As it turns out, 40% better than "terrible" is still "not very good."  Amazon's new C3 instances with SR-IOV still demonstrate between 2× and 2.5× more latency than non-virtualized 10gig.  Interestingly, this performance gap is significantly smaller when comparing SR-IOV'ed InfiniBand and non-virtualized InfiniBand.  The nature of TCP/IP and Ethernet is such that SR-IOV really isn't shifting virtualization from low-performance to high-performance in terms of message passing latency; it's just making a bad idea a little more palatable.


Technologically, SR-IOV's biggest benefit is in improving latency, but the latency data above also showed SR-IOV outperforming non-SR-IOV even for very large messages.  This suggests that bandwidth is somehow benefiting.  Is it?

MPI bandwidth.  Note the semilog axes.

No.  The benefit of SR-IOV over non-SR-IOV virtualization is much less apparent when measuring bandwidth, which is to be expected.  As was discovered the last time I benchmarked Amazon EC2's cluster compute instances, Amazon continues to under-deliver bandwidth by a significant margin.  Messaging bandwidth never surpasses 500 MB/s, which is around 40% of line speed.  By comparison, the non-virtualized 10gig cluster delivered between 1.5× and 2.0× the measurable bandwidth.  I should also note that the non-virtualized 10gig was operating under less-than-ideal circumstances: my nodes were sharing switches with other jobs, and I'm not entirely sure what the topology connecting my four nodes was.

Bidirectional Bandwidth

For the sake of completeness in comparing these new C3 instances to the previous cc2 instances, I also measured the bidirectional bandwidth.  

MPI bidirectional bandwidth

Just like the cc2 instances, both SR-IOV and non-SR-IOV C3 instances realize only a small fraction of their bidirectional bandwidth.  For intermediate-sized messages, data seems to flow at full duplex rates, but the bandwidth-limiting regime shows performance on par with unidirectional message passing.  This suggests that whatever background network congestion exists underneath the VMs in EC2 renders the networking performance of Amazon's cluster compute instances very sensitive to bandwidth-heavy communication patterns regardless of if SR-IOV is used or not.  In a practical sense, this means that algorithms such as multidimensional fast Fourier transforms (FFTs), which are bisection-bandwidth-limited, will perform terribly on EC2.  The application benchmarks I presented at SC'13 highlighted this.

At a Glance

Amazon's use of SR-IOV to virtualize the 10gig connections between its new C3 does have significant measurable performance improvements over the last generation's virtualized I/O in terms of latency.  The jitter in the latency is also substantially reduced, and this "Enhanced Networking" with SR-IOV does represent a big step forward in increasing the performance of EC2's cluster compute capabilities.

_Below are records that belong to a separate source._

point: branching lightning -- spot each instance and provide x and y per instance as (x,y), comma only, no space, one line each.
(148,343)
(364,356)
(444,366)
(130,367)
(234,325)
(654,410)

Unfortunately, comparing these new C3 instances featuring SR-IOV to non-virtualized 10gig reminds us that the overall network performance of Amazon EC2 is pretty terrible.  Although there is a 40% drop in latency, EC2's C3 instances display over 2× the latency of non-virtualized 10gig.  Worse yet, there is only minimal improvement in the bandwidth available to C3 instances over these SR-IOV-virtualized 10gig connections.  Cluster compute instances are still only able to achieve around 40% of the theoretical peak bandwidth, and congestion caused by full-duplex communication and all-to-all message passing severely degrades the overall performance.

Thus, even with SR-IOV, trying to run tightly coupled parallel problems on Amazon EC2's new C3 instances is still not a great idea.  Applications that demand a lot of bandwidth will be hitting a weak spot in the EC2 infrastructure.  For workloads that are latency-limited, though, there's no reason not to use the new SR-IOV-enabled C3 instances.  The performance increase should be noticeable over the previous generation of Amazon's cluster compute, but the virtualization overheads still remain extremely high.